100 years after the discovery of the tomb of the boy king, a previously unpublished letter backs up long-held suspicions
Without being flippant or ignoring the thread of colonialism that very well may have fed into his actions, to me the most impactful thing here isn't that Carter could have been unscrupulous, and that items associated with him may not have had proper provenance; it's the implication that Tutankhamun's tomb could have actually been a wholly intact one, never raided before it was opened by Carter and Carnarvon.
Some Egyptologists have challenged Carter’s claim that the tomb’s treasures had been looted in antique times. In 1947, in an obscure scientific journal in Cairo, Alfred Lucas, one of Carter’s employees, reported that Carter secretly broke open the door to the burial chamber himself, before appearing to reseal it and cover the opening.
Brier said: “They were suspected of having broken into the tomb before its official opening, taking out artefacts, including jewellery, sold after their respective deaths. It’s been known that Carter somehow had items, and people have suspected that he might have helped himself, but these letters are dead proof.
“He certainly never admitted it. We don’t have any official denial. But he was locked out of the tomb for a while by the Egyptian government.
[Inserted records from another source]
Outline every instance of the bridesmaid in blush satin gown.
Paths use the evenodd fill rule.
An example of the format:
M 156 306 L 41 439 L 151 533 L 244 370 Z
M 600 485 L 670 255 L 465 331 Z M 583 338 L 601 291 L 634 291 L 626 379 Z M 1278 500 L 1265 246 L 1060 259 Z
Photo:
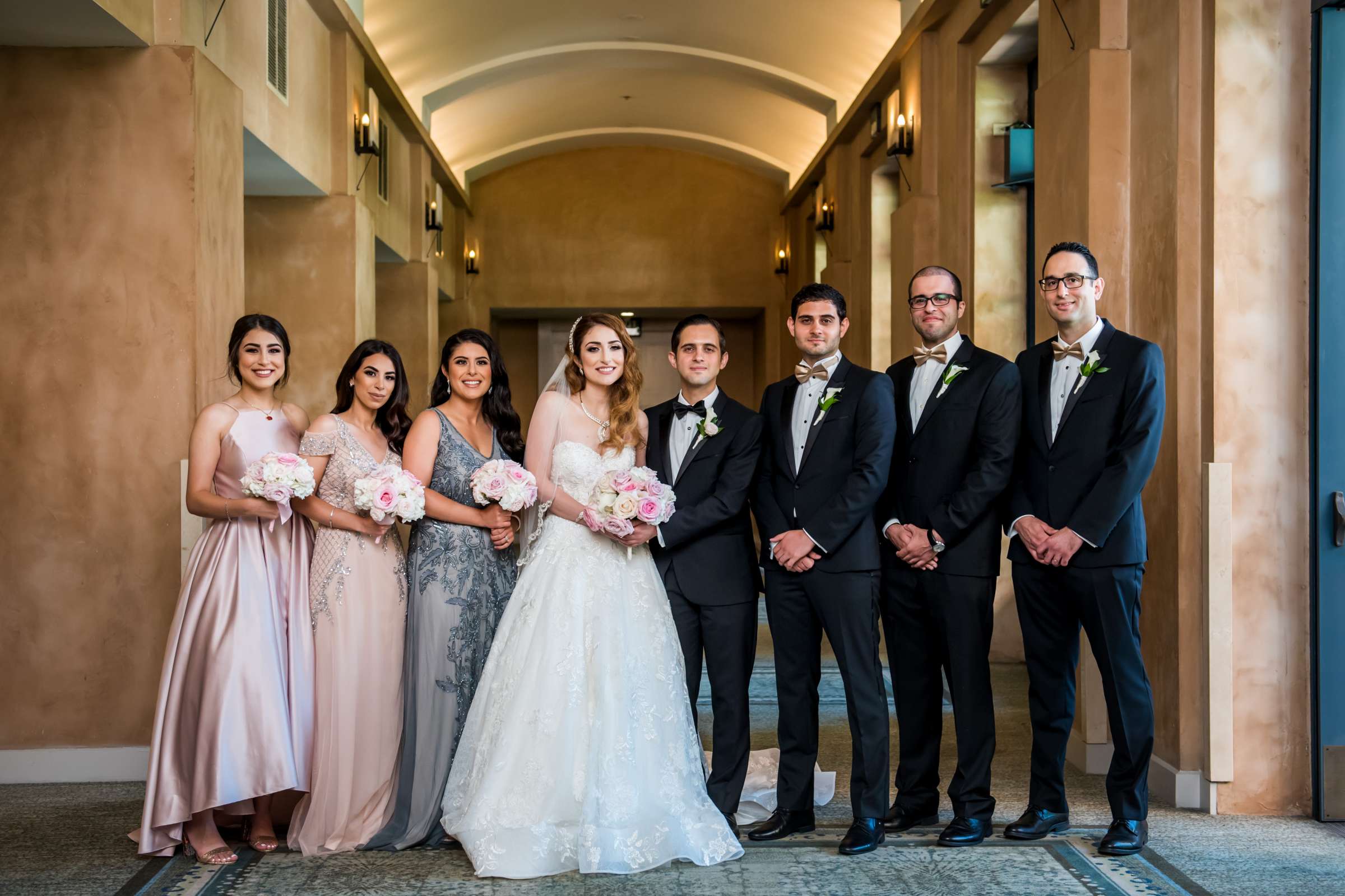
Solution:
M 448 768 L 514 591 L 515 517 L 499 504 L 472 500 L 472 473 L 482 463 L 523 457 L 508 373 L 488 333 L 464 329 L 448 337 L 430 406 L 412 424 L 404 461 L 428 488 L 425 517 L 412 527 L 406 556 L 401 759 L 391 818 L 366 849 L 444 840 L 438 819 Z
M 391 525 L 355 509 L 355 481 L 401 466 L 406 375 L 397 349 L 364 340 L 336 377 L 336 407 L 299 451 L 317 490 L 295 505 L 317 525 L 311 570 L 315 721 L 312 786 L 286 841 L 305 856 L 369 842 L 387 821 L 402 731 L 406 559 Z
M 178 844 L 211 865 L 237 860 L 214 813 L 250 814 L 247 838 L 276 849 L 270 795 L 308 787 L 312 736 L 312 533 L 295 514 L 242 496 L 247 465 L 296 451 L 308 426 L 282 404 L 289 337 L 273 317 L 234 324 L 229 369 L 239 390 L 191 433 L 187 509 L 210 520 L 187 563 L 168 634 L 140 829 L 143 854 Z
There was a lot of bad feeling, and they thought he was stealing things.”
In his book, he writes that the Egyptians were unable to prove their suspicions and were convinced, for example, that Carter had been planning to steal a wooden head of Tutankhamun found in his possession: “The Egyptian authorities had entered and inspected Tomb No. 4, which Carter and the team had used for storage of antiquities, and discovered a beautiful lifesize wooden head of Tutankhamun as a youth.
“It had been packed in a Fortnum & Mason crate but it had never been mentioned in Carter’s records of the finds, nor in the volume describing the contents of the antechamber…. Carter argued that it had simply been discovered in the rubble in the descending passage.”
(Although that wouldn't necessarily explain the expensive elements of larger artifacts that were broken off or oils and unguents that are talked about as missing. They would have had commercial value as objects in ancient times but nowhere near as much significance in the 20th century.)